Menurut Mazhab Hanafi: jika wanita hamil dan ibu menyusui mengkhawatirkan mudharat, maka boleh berbuka, apakah kekhawatiran tersebut terhadap diri dan anak, atau diri saja, atau anak saja. Wajib melaksanakan qadha’ ketika mampu, tanpa wajib membayar fidyah.
Menurut Mazhab Hanbali: wanita hamil dan ibu menyusui boleh berbuka, jika mengkhawatirkan mudharat terhadap diri dan anak, atau diri saja. Dalam kondisi seperti ini mereka wajib melaksanakan qadha’ tanpa membayar fidyah. Jika yang dikhawatirkan itu anaknya saja, maka wajib melaksanakan puasa qadha’ dan membayar fidyah.
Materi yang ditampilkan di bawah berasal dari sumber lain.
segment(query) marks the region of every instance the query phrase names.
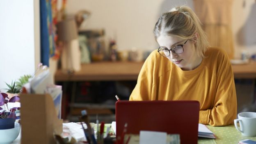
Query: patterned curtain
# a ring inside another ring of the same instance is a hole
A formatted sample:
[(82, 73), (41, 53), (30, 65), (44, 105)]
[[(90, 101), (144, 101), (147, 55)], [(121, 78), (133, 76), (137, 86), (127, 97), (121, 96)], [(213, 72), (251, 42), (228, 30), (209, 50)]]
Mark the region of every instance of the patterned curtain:
[[(59, 50), (57, 44), (56, 25), (64, 15), (66, 0), (40, 0), (41, 61), (49, 66), (49, 59), (58, 59)], [(58, 5), (61, 7), (58, 9)]]

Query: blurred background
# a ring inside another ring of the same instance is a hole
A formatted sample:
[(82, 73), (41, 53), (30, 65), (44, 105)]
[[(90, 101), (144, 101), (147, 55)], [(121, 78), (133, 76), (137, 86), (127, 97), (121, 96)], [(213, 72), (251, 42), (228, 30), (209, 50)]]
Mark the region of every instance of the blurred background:
[(246, 69), (238, 67), (256, 69), (254, 0), (0, 3), (1, 90), (5, 82), (32, 73), (42, 62), (63, 87), (62, 117), (67, 121), (78, 121), (85, 109), (92, 122), (97, 115), (100, 121), (114, 121), (114, 96), (128, 99), (144, 60), (158, 48), (153, 30), (158, 17), (183, 5), (198, 16), (211, 46), (224, 49), (234, 71), (245, 74), (235, 73), (238, 112), (256, 111), (255, 72), (247, 76)]

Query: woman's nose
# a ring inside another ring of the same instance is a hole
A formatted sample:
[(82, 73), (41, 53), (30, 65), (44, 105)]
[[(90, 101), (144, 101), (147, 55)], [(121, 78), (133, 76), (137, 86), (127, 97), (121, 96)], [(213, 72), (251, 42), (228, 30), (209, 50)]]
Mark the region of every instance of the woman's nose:
[(170, 55), (169, 55), (169, 57), (171, 59), (174, 59), (175, 57), (177, 57), (178, 56), (178, 55), (172, 52), (171, 51), (170, 52)]

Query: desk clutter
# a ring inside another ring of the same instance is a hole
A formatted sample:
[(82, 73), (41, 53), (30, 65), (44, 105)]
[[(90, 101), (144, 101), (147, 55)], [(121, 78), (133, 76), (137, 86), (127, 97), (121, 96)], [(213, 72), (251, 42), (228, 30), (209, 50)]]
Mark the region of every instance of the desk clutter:
[(21, 143), (55, 143), (53, 134), (62, 133), (62, 89), (53, 84), (49, 69), (39, 65), (21, 94)]

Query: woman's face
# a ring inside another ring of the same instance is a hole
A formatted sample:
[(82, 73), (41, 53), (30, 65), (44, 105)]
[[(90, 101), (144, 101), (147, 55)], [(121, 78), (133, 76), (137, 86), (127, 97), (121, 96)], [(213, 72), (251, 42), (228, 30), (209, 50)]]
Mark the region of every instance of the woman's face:
[[(176, 46), (183, 45), (186, 41), (187, 39), (166, 35), (161, 35), (157, 39), (161, 48), (169, 50)], [(197, 53), (194, 42), (189, 40), (183, 46), (183, 53), (176, 54), (171, 51), (170, 55), (166, 57), (183, 70), (190, 71), (196, 69), (201, 64), (202, 58)]]

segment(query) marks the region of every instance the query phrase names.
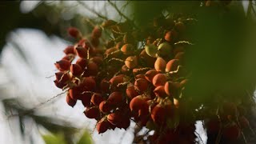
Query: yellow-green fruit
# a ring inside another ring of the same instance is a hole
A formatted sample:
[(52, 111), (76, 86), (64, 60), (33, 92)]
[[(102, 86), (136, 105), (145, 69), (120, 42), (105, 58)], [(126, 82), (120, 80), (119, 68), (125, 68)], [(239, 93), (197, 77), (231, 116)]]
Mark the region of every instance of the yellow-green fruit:
[(129, 69), (134, 69), (138, 66), (138, 58), (136, 56), (130, 56), (126, 59), (125, 64)]
[(145, 46), (145, 50), (146, 50), (146, 53), (149, 56), (153, 57), (153, 58), (156, 58), (157, 57), (158, 48), (154, 44), (146, 45)]
[(167, 56), (171, 54), (173, 47), (168, 42), (162, 42), (158, 46), (158, 55), (159, 56)]

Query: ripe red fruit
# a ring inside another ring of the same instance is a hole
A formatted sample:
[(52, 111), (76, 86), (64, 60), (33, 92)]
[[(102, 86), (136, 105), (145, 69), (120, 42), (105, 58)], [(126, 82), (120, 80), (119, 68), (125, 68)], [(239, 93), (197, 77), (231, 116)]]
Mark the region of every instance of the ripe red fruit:
[(177, 39), (178, 33), (175, 30), (169, 30), (166, 33), (165, 40), (174, 42)]
[(138, 95), (138, 93), (135, 90), (134, 86), (132, 86), (127, 87), (127, 89), (126, 89), (126, 95), (127, 95), (128, 98), (132, 99), (134, 97), (136, 97), (137, 95)]
[(97, 75), (98, 72), (98, 66), (95, 62), (90, 62), (87, 65), (87, 70), (90, 75)]
[(241, 130), (236, 124), (227, 126), (223, 129), (223, 136), (230, 140), (236, 140), (240, 137)]
[(177, 70), (178, 66), (179, 65), (178, 59), (172, 59), (168, 62), (166, 67), (166, 72)]
[(70, 72), (75, 77), (81, 76), (82, 73), (83, 72), (81, 66), (78, 64), (72, 64), (70, 66)]
[(102, 95), (98, 93), (94, 93), (91, 98), (91, 102), (95, 106), (99, 106), (103, 100)]
[(63, 52), (66, 54), (75, 54), (75, 52), (74, 52), (74, 46), (68, 46), (67, 47), (65, 48)]
[(114, 91), (110, 94), (107, 101), (112, 104), (118, 105), (122, 102), (122, 94)]
[(158, 72), (155, 70), (150, 70), (145, 74), (145, 78), (149, 82), (152, 82), (153, 78), (158, 74)]
[(156, 124), (162, 124), (166, 118), (166, 110), (162, 105), (158, 104), (151, 111), (151, 118)]
[(96, 129), (98, 134), (105, 133), (110, 126), (110, 122), (106, 120), (102, 119), (98, 122), (97, 122)]
[(107, 101), (102, 101), (99, 106), (98, 106), (99, 110), (101, 110), (101, 112), (107, 114), (110, 113), (110, 110), (113, 108), (113, 106), (111, 105), (111, 103), (110, 103)]
[(70, 89), (69, 93), (72, 99), (78, 99), (81, 94), (78, 86), (74, 86)]
[(157, 71), (165, 71), (166, 66), (166, 62), (162, 58), (158, 57), (154, 62), (154, 69)]
[(81, 32), (76, 27), (70, 27), (68, 29), (68, 33), (71, 37), (75, 38), (81, 37)]
[(74, 105), (77, 103), (77, 100), (73, 99), (68, 93), (66, 94), (66, 102), (71, 107), (74, 107)]
[(117, 127), (119, 129), (123, 128), (124, 130), (126, 130), (130, 126), (130, 118), (127, 116), (122, 116), (122, 119), (120, 119), (120, 122), (118, 122)]
[(83, 113), (89, 118), (98, 119), (100, 117), (100, 111), (96, 106), (87, 107)]
[(102, 92), (107, 93), (110, 91), (110, 83), (106, 81), (105, 78), (102, 80), (100, 84), (100, 88)]
[(156, 74), (152, 80), (152, 83), (154, 86), (164, 86), (167, 81), (167, 78), (164, 74)]
[(143, 93), (148, 89), (149, 82), (147, 80), (143, 78), (136, 79), (134, 82), (134, 87), (136, 90), (139, 90), (140, 92)]
[(62, 89), (66, 84), (58, 82), (58, 80), (54, 80), (54, 84), (58, 88)]
[(110, 82), (111, 83), (111, 86), (117, 87), (119, 83), (122, 83), (124, 82), (124, 75), (117, 75), (113, 77)]
[(166, 93), (165, 91), (165, 86), (158, 86), (154, 90), (154, 93), (156, 96), (160, 98), (166, 98)]
[(80, 58), (87, 58), (87, 49), (78, 46), (75, 48), (75, 52)]
[(81, 68), (84, 70), (87, 66), (88, 62), (86, 58), (79, 58), (77, 60), (76, 64), (79, 65)]
[(125, 44), (122, 46), (121, 48), (121, 51), (124, 54), (132, 54), (134, 51), (134, 46), (131, 44)]
[(70, 62), (66, 59), (62, 59), (58, 62), (56, 62), (56, 63), (54, 63), (56, 68), (58, 70), (59, 70), (60, 71), (66, 71), (66, 70), (69, 70), (70, 67)]
[(82, 80), (80, 86), (87, 87), (90, 90), (94, 91), (96, 88), (96, 82), (92, 77), (85, 77)]
[(173, 46), (168, 42), (162, 42), (158, 47), (158, 55), (160, 57), (170, 57)]
[(135, 79), (138, 79), (138, 78), (146, 79), (144, 74), (137, 74), (137, 75), (135, 76)]
[(165, 91), (169, 96), (177, 94), (181, 85), (179, 82), (174, 82), (171, 81), (166, 82), (165, 84)]
[(100, 66), (103, 62), (102, 57), (100, 56), (94, 56), (90, 60), (95, 62), (98, 66)]
[(138, 66), (138, 58), (136, 56), (130, 56), (126, 59), (125, 64), (129, 69), (134, 69)]
[(119, 122), (122, 122), (121, 119), (122, 118), (122, 115), (120, 112), (117, 111), (115, 113), (112, 113), (107, 115), (107, 120), (112, 124), (112, 125), (117, 125)]
[(67, 83), (70, 80), (70, 77), (68, 73), (59, 71), (55, 73), (56, 80), (62, 83)]
[(129, 68), (126, 65), (123, 65), (121, 70), (122, 74), (127, 74), (129, 72)]
[(134, 98), (130, 102), (130, 109), (131, 111), (138, 112), (146, 105), (146, 100), (142, 95), (138, 95)]
[(83, 93), (80, 94), (78, 99), (82, 101), (82, 103), (85, 107), (88, 107), (90, 106), (91, 95), (91, 93)]
[(71, 62), (74, 60), (74, 54), (70, 54), (65, 55), (62, 59), (65, 59)]
[(146, 54), (145, 49), (139, 54), (139, 58), (142, 59), (147, 65), (147, 66), (154, 67), (154, 64), (156, 58), (149, 56)]

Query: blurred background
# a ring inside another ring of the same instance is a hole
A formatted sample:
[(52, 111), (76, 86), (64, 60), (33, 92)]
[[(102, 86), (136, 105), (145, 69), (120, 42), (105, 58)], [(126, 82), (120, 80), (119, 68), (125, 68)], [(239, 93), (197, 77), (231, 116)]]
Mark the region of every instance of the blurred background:
[[(111, 2), (138, 26), (168, 6), (178, 10), (166, 2)], [(249, 1), (234, 5), (245, 15), (255, 13), (249, 10), (254, 6)], [(155, 10), (148, 13), (152, 6)], [(66, 105), (66, 94), (53, 82), (54, 63), (74, 42), (66, 29), (76, 26), (86, 35), (106, 18), (124, 21), (114, 6), (107, 1), (6, 1), (0, 2), (0, 143), (132, 143), (134, 123), (126, 131), (98, 134), (96, 122), (84, 116), (82, 103), (74, 108)], [(198, 131), (206, 142), (202, 126)]]

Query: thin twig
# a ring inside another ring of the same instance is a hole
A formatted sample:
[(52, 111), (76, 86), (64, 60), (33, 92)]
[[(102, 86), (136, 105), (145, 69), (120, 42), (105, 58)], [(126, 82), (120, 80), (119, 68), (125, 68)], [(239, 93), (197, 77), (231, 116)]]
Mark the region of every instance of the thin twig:
[(28, 114), (30, 113), (32, 113), (34, 110), (38, 109), (38, 107), (42, 106), (42, 105), (49, 102), (50, 101), (54, 99), (55, 98), (63, 94), (66, 94), (66, 92), (67, 92), (68, 90), (65, 90), (63, 91), (62, 93), (60, 93), (54, 97), (52, 97), (51, 98), (48, 99), (47, 101), (46, 102), (41, 102), (39, 104), (38, 104), (36, 106), (34, 106), (34, 108), (30, 109), (30, 110), (25, 110), (23, 113), (21, 113), (21, 114), (11, 114), (10, 116), (7, 117), (7, 118), (9, 119), (11, 117), (14, 117), (14, 116), (23, 116), (23, 115), (26, 115), (26, 114)]

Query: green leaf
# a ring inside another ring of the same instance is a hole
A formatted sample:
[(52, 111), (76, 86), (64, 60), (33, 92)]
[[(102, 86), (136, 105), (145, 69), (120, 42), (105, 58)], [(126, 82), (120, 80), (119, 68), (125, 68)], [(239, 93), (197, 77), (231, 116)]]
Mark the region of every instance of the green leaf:
[(45, 141), (46, 144), (66, 144), (63, 134), (44, 134), (42, 135), (42, 139)]
[(85, 131), (77, 144), (92, 144), (93, 140), (88, 131)]

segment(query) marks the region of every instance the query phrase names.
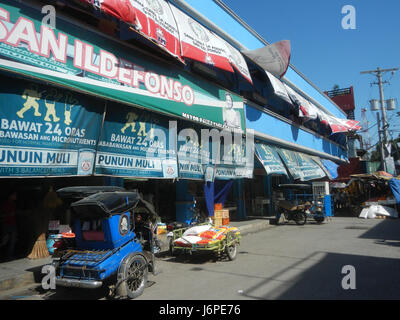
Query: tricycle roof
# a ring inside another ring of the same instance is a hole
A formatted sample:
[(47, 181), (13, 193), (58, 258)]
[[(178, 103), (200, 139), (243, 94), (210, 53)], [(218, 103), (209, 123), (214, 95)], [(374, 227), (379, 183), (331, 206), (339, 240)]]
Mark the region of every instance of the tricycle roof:
[(83, 199), (99, 192), (125, 191), (116, 186), (77, 186), (57, 190), (57, 195), (62, 199)]

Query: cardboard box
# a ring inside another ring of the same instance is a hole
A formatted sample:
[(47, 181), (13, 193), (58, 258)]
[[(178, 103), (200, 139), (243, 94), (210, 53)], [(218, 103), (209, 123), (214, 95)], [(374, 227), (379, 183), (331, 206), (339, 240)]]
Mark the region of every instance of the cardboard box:
[(213, 217), (212, 220), (214, 227), (222, 227), (222, 218)]

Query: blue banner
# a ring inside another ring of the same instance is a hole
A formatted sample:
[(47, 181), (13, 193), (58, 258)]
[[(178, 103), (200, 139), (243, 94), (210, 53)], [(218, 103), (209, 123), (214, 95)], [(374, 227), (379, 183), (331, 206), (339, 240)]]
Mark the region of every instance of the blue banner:
[(167, 117), (109, 103), (98, 146), (96, 174), (176, 178), (175, 141), (175, 136), (170, 137)]
[(16, 78), (0, 88), (0, 176), (93, 173), (104, 103)]

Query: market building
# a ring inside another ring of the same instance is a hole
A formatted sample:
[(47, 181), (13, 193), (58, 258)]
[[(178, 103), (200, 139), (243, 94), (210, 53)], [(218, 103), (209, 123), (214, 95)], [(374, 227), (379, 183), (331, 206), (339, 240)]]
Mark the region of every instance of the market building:
[(288, 41), (268, 44), (218, 0), (2, 1), (13, 250), (29, 252), (49, 220), (70, 224), (54, 193), (66, 186), (138, 189), (161, 217), (184, 221), (194, 198), (245, 219), (273, 214), (284, 181), (332, 178), (357, 121), (289, 60)]

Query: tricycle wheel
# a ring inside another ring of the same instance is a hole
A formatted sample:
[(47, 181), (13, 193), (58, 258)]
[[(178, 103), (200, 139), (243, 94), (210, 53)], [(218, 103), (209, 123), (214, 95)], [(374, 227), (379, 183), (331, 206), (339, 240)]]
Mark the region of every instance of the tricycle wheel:
[(297, 225), (302, 226), (306, 223), (307, 221), (307, 215), (305, 212), (296, 212), (294, 214), (294, 221), (296, 222)]
[(146, 259), (139, 254), (128, 257), (119, 271), (118, 278), (123, 281), (117, 288), (117, 294), (130, 299), (140, 296), (146, 286), (147, 276)]

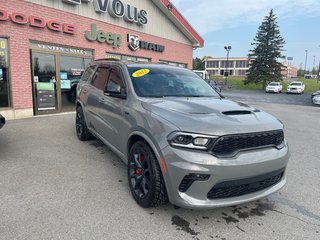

Menurut Mazhab Syafi’i: wanita hamil dan ibu menyusui, jika mengkhawatirkan mudharat, apakah kekhawatiran tersebut terhadap diri dan anak, atau diri saja, atau anak saja, mereka wajib berbuka dan mereka wajib melaksanakan qadha’ pada tiga kondisi diatas. Jika yang dikhawatirkan anaknya saja, maka wajib melaksanakan qadha’ dan membayar fidyah.
Pendapat Mazhab Syafi’i sama seperti Mazhab Hanbali dalam hal qadha’ dan fidyah, hanya saja Mazhab Hanbali membolehkan berbuka jika mengkhawatirkan mudharat, sedangkan Mazhab Syafi’i mewajibkan berbuka. Dalam salah satu pendapatnya Imam Syafi’i mewajibkan fidyah bagi wanita menyusui, tidak wajib bagi ibu hamil, seperti pendapat Mazhab Maliki.
Penutup: hadits yang diriwayatkan lima imam dari Anas bin Malik al-Ka’bi. Al-Mundziri berkata, “Ada lima perawi hadits yang bernama Anas bin Malik: dua orang shahabat ini, Abu Hamzah Anas bin Malik al-Anshari pembantu Rasulullah Saw, Anas bin Malik ayah Imam Malik bin Anas, ia meriwayatkan satu hadits, dalam sanadnya perlu diteliti. Keempat, seorang Syekh dari Himsh. Kelima, seorang dari Kufah, meriwayatkan hadits dari Hamad bin Abu Sulaiman, al-A’masy dan lainnya. Imam asy-Syaukani berkata, “Selayaknya Anas bin Malik al-Qusyairi yang disebutkan Ibnu Abi Hatim adalah Anas bin Malik yang keenam, jika ia bukan al-Ka’bi”.